I would like to raise a question about this elephant in the room which I wanted to understand for 
quite a long time.
 
For my nested AVIC work I once again need to change the KVM_REQ_GET_NESTED_STATE_PAGES code and once
again I am asking myself, maybe we can get rid of this code, after all?
  
And of course if we don't need it, getting rid of it would be a very happy day in my life 
(and likely in the life of all other KVM developers as well).
 
Needless to say that it already caused few CVE worthy issues which thankfully we patched before
it got to production, and on top of that, having different code flow for a very rare code path 
because nested migration only happens if you are lucky enough to have nested guest 
actually running during migration, which happens only once in a while, even when L1 is fully loaded. 
 
In my testing I always disable HLT exits to actually ensure that nested guest runs all the time,
sans vmexits.
 
====================================================================================================
 
So first of all what KVM_REQ_GET_NESTED_STATE_PAGES is:
 
KVM_REQ_GET_NESTED_STATE_PAGES exists to delay reading/writing/pinning of the guest memory, which is 
pointed by various fields of current vmcs/vmcb to next KVM_RUN, under an assumption that it is not 
safe to do in case when we do a non natural VM entry (which is either due to resume of nested
guest that was interrupted by SMM or when we set the nested state after migration.
 
The alleged reason for that is that either kvm's mmu is not in 'right state', or that userspace
VMM will do some modifications to the VM after the entry and before we actually enter the nested guest.
 
====================================================================================================
 
There are two cases where the KVM_REQ_GET_NESTED_STATE_PAGES is used:
 
1. Exit from SMM, back to an interrupted nested guest:
 
Note that on SVM we actually read the VMCB from the guest memory and HSAVE area,
already violating the rule of not reading guest memory.
On VMX at least we use the cached VMCS.
 
 
2. Loading the nested state.
 
In this case indeed both vmcb and vmcs come from the migration stream, thus we don't touch the 
guest memory when setting the nested state.
 
====================================================================================================
 
Now let see how the guest memory would be accessed on nested VM entry if we didn't use
KVM_REQ_GET_NESTED_STATE_PAGES:
 
First of all, AFAIK all SVM/VMX memory structures including the VMCB/VMCS itself are accessed 
by their physical address, thus we don't need to worry about guest's paging, and 
neither about nested NPT/EPT paging.
 
Shadow pages that MMU created are not relevant also because they are not used by KVM itself to
read guest's memory.
 
To access guest physical memory from KVM the following is done:
 
A. a set of memslots is chosen (calling __kvm_memslots())
 
   KVM keeps two sets of memory slots, one for 'Normal' address space and one for SMM address space.
 
   These memslots are setup by VMM, which usually updates it when the guest modifies
   virtual chipset's SMM related settings.
 
   Note that on standard Q35/i440fx chipsets which qemu emulates, those settings themselves are
   accessible through pci config space regardless of SMM, but have a lock bit which prevents non 
   SMM code to change them after VM's BIOS setup and locked them..
 
   Lots of places in the KVM hardcoded to use the 'Normal' memslots 
   (everyone who uses kvm_memslots for example).

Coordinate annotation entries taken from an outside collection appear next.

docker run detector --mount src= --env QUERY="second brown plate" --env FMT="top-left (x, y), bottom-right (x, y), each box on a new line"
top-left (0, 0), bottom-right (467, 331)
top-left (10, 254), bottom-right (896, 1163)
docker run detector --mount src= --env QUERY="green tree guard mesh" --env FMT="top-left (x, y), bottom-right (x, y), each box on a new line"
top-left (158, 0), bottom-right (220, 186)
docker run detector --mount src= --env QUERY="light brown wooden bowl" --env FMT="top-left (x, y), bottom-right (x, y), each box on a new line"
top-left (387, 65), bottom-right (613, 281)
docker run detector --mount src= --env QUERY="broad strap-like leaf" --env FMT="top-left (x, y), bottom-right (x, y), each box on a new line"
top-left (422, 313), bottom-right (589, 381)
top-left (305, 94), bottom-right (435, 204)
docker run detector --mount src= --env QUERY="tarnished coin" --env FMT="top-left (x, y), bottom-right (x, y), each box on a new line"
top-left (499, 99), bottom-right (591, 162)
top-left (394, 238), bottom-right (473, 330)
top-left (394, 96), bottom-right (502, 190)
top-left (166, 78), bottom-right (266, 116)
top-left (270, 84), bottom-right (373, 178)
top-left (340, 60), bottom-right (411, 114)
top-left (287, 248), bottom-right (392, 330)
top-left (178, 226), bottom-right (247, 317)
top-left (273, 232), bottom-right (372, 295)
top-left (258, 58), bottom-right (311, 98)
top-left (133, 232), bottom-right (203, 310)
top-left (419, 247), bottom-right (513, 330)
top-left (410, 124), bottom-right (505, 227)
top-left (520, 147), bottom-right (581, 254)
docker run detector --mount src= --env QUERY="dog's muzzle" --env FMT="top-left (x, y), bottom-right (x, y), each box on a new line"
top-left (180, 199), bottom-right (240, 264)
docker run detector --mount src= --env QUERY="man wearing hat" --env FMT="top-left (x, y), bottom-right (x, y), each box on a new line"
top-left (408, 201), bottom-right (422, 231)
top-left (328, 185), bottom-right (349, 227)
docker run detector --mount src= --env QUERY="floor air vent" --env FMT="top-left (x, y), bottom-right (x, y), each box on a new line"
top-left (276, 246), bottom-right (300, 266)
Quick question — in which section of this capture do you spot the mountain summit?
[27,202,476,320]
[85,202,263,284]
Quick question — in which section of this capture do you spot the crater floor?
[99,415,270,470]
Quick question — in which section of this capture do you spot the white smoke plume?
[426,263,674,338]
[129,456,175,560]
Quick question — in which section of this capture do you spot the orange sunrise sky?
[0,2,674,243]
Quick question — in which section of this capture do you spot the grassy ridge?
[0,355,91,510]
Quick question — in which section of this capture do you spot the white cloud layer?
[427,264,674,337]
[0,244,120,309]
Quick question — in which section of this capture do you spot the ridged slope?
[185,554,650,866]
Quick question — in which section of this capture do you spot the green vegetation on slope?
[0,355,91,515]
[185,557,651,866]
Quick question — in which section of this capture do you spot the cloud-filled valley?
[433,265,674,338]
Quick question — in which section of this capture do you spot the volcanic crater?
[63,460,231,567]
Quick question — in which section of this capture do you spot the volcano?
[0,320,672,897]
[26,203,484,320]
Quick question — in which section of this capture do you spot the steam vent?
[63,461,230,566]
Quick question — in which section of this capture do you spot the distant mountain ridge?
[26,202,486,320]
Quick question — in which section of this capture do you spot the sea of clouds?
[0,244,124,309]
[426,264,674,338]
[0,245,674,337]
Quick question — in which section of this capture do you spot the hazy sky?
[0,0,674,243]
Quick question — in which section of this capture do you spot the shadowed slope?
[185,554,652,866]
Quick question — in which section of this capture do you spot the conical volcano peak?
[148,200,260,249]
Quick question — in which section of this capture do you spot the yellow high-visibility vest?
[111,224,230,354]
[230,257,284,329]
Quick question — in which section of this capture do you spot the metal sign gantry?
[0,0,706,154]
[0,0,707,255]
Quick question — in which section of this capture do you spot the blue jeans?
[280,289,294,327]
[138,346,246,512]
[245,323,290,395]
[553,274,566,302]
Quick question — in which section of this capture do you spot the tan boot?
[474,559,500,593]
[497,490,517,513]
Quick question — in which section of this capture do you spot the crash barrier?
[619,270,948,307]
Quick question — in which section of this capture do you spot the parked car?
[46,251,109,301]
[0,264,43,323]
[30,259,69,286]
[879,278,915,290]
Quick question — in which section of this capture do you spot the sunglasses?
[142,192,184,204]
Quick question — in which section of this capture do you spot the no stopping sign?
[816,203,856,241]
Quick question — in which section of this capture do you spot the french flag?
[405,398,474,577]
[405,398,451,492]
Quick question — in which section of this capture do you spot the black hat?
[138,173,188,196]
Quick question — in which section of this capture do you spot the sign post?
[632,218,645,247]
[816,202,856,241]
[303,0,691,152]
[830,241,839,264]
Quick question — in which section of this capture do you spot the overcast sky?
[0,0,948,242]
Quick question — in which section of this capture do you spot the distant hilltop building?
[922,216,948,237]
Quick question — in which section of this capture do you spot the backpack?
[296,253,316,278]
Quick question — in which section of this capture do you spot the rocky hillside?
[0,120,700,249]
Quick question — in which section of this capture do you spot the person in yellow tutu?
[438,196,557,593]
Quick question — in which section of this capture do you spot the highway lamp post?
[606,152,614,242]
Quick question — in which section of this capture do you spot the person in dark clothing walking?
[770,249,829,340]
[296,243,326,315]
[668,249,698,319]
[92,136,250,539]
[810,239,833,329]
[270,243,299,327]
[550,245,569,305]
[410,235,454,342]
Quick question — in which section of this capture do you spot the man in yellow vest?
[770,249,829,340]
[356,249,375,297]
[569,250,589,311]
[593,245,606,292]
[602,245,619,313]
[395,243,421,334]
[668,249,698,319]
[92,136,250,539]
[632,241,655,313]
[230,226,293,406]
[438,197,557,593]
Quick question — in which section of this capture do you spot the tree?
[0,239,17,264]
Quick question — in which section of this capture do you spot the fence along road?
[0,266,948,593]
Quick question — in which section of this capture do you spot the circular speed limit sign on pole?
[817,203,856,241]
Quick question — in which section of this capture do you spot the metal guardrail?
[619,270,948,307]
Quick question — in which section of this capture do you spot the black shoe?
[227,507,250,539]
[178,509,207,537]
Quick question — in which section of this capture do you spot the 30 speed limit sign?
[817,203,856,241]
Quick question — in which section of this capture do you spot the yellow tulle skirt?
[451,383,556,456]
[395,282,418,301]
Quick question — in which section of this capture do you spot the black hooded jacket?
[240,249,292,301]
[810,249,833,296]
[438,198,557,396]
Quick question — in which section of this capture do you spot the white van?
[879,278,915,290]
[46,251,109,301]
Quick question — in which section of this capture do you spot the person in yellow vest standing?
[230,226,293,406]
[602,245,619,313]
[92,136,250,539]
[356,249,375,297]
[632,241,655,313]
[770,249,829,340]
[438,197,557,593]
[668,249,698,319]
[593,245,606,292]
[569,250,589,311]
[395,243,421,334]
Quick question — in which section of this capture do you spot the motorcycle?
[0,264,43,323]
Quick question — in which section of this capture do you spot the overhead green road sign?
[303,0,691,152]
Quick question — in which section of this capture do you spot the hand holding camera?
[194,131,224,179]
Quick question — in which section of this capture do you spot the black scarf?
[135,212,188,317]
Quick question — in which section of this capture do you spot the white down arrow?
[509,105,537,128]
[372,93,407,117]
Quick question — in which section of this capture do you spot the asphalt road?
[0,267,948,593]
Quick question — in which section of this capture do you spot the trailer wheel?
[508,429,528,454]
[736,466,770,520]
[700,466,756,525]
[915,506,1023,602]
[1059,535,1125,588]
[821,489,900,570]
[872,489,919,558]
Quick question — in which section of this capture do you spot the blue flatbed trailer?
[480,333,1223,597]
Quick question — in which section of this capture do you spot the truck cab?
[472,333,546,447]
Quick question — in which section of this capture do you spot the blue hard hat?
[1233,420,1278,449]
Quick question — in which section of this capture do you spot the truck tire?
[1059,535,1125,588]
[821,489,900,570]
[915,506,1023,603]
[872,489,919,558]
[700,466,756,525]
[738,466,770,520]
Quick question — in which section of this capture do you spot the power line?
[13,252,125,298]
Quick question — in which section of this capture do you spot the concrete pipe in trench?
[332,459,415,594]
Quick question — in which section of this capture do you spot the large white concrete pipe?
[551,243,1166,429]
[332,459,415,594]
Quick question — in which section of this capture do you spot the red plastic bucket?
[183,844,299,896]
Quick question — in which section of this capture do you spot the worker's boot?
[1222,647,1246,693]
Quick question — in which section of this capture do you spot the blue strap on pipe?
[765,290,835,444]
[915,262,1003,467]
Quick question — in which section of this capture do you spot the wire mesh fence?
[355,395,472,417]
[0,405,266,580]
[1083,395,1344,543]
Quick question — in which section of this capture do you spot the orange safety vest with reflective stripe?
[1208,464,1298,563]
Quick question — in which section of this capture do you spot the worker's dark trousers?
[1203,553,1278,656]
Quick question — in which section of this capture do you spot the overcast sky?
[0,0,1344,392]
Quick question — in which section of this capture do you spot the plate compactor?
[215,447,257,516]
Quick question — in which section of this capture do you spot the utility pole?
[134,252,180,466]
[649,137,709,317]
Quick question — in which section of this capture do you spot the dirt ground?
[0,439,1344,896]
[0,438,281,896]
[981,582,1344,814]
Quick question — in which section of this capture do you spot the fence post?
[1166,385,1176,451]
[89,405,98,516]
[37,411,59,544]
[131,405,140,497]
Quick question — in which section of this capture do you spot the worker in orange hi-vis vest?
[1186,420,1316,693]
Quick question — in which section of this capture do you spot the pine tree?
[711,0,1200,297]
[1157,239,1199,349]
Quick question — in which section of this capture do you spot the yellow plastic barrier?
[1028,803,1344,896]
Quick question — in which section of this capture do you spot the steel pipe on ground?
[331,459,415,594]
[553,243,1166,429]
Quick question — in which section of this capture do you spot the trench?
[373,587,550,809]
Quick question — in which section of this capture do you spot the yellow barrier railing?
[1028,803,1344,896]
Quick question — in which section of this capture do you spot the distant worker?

   Others use the kvm_vcpu_memslots, which chooses memslots based on 'arch.hflags & HF_SMM_MASK'
 
   Thankfully we don't allow VMX/SVM in SMM (and I really hope that we never will), thus all the guest 
   memory structures including VMCB/VMCS would reside in the main guest memory and thus can be
   reached through 'Normal' memslots.
 
   From this we can deduce that loading of the nested state will never happen when the 
   VCPU is in SMM mode.
   KVM verifies this and denies setting the nested state if that is attempted.
 
   On returning from SMM to a nested guest, kvm_smm_changed is the first thing to be called,
   prior to calling vendor code which resumes the nested guest.
   kvm_smm_changed clears the HF_SMM_MASK flag, which selects Which memslots to take when doing 
   guest physical to host virtual translation.
 
   Based on this reasoning, we can say that nested guest entries we will never access the 
   SMM memslots, even if we attempt to access the guest memory during the setting of the nested state.
 
 
B. From the 'Normal' memslots, the host virtual address of the page containing the guest physical 
   memory is obtained.
   Page itself might be swapped out or not even present at all if post-copy migration is used.
 
   AFAIK, I don't see a reason why QEMU or any other KVM user would not upload the correct memory slot
   set, after a nested migration.
 
   In fact qemu rarely modifies the memory slots. It does have some memslots for devices which
   Have ram like memory but if the guest attempts to place there VM related structure, it is welcome
   to keep both pieces.
 
   Actual RAM memslots should only be modified during runtime when RAM hotplug happens or so,
   which even if happen after nested migration, would not be an issue as the fact that they 
   Happen after a migration means that guest VM structures couldn’t be in these memslots.
 
   Qemu resets and loads the state for all the devices, and they match the original devices on the 
   migration source, and seems to upload the nested state last.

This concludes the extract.